If you haven’t read dating columnist and The Times journalism Dolly Alderton’s new book ‘Everything I Know About Love’ then it should be the next thing on your reading list. The autobiographical book navigates through Dolly’s early twenties and includes profound reflections on parties, relationships, break-ups, loss and the importance of female friendship in a comedic yet heart-felt way.
Dolly had a middle class upbringing and grew up in North London, went to Exeter uni and then moved back to Camden with her friends to try and be a free-lance writer. Even though the book is written as an intimate autobiography, there is something very universal to her experiences with growing up that many young women can relate to. Throughout the book she reflects on what she knows about love, something that significantly changes from statements like ‘You’ll feel settled, centred and calm when you fall in love with the right man’ (age 21) to ‘It is no person’s job to be the sole provider of your happiness. Sorry’ (age 28).

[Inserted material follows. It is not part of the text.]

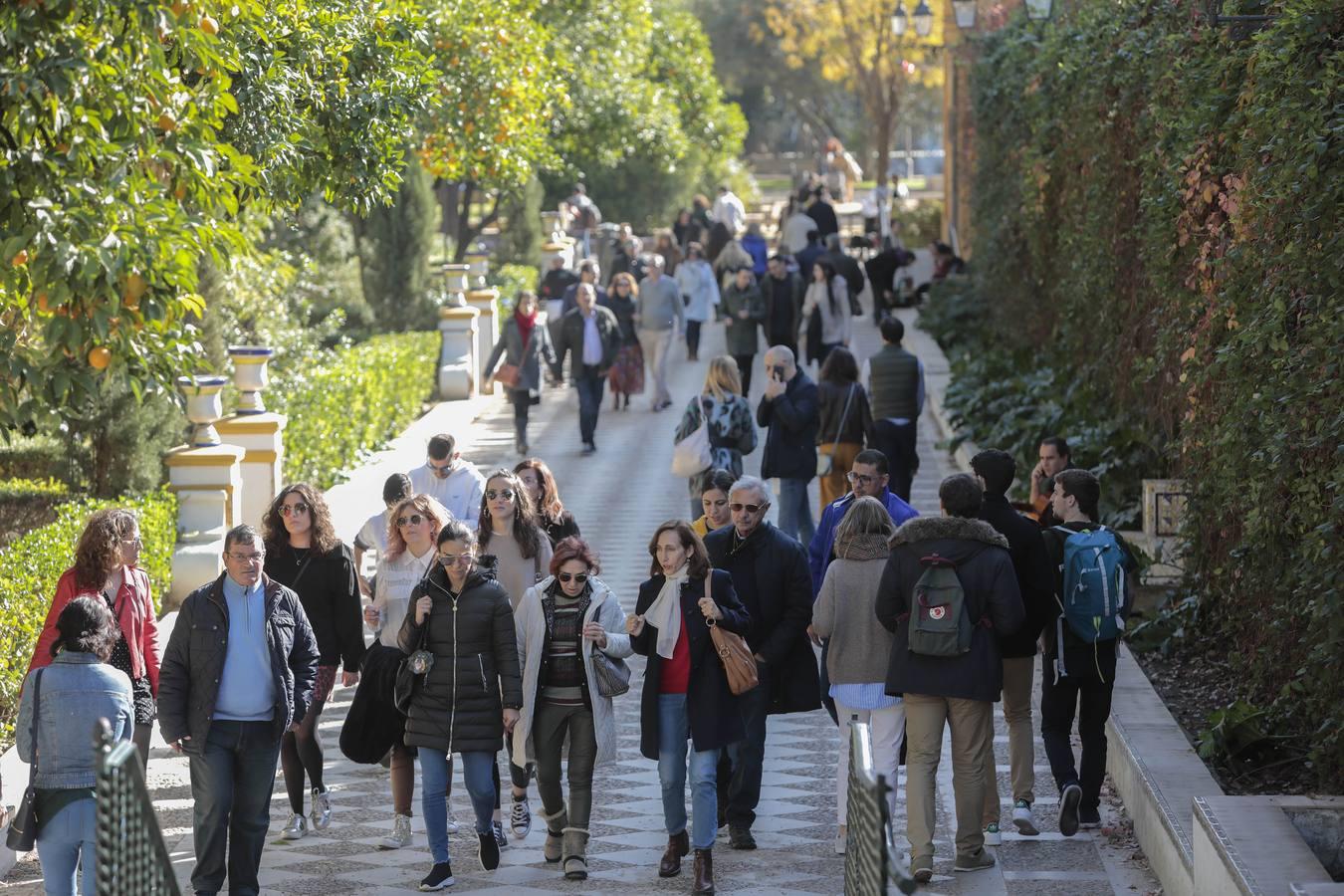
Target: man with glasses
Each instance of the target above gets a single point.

For me and many others in this daunting yet exciting phase of becoming an adult, it was nice knowing that I am not alone in facing some of the subjects that Dolly talks about from ending up at a disappointing New Year’s Eve party to struggling with self-love and body image. The book is almost like a perfectly put together collection of thoughts, with longer chapters reflecting on specific memorable moments of Dolly’s life and short funny ones such as the ‘Bad Date Diaries’ series.

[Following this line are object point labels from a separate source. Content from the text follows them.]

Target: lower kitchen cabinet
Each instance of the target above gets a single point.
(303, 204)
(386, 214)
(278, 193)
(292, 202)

Probably the most resonating element of this book is the importance Dolly puts on her female friendships over the years, as she details the highs and lows that she has had with her uni friends and house mates. She sees her friends as the guiding elements in her life when everything else is going wrong and some of the stories she tells about their adventures and strange house parties they end up at sound all too familiar at times.
It’s the type of book that you never want to end, and it causes you to reflect on your own experiences. It gives you the comforting thought that you don’t have to know everything at 21 and there is still a lot of time to figure things out.
This is one of my favorite books and it is so well written, every women in their twenties should read it at least once!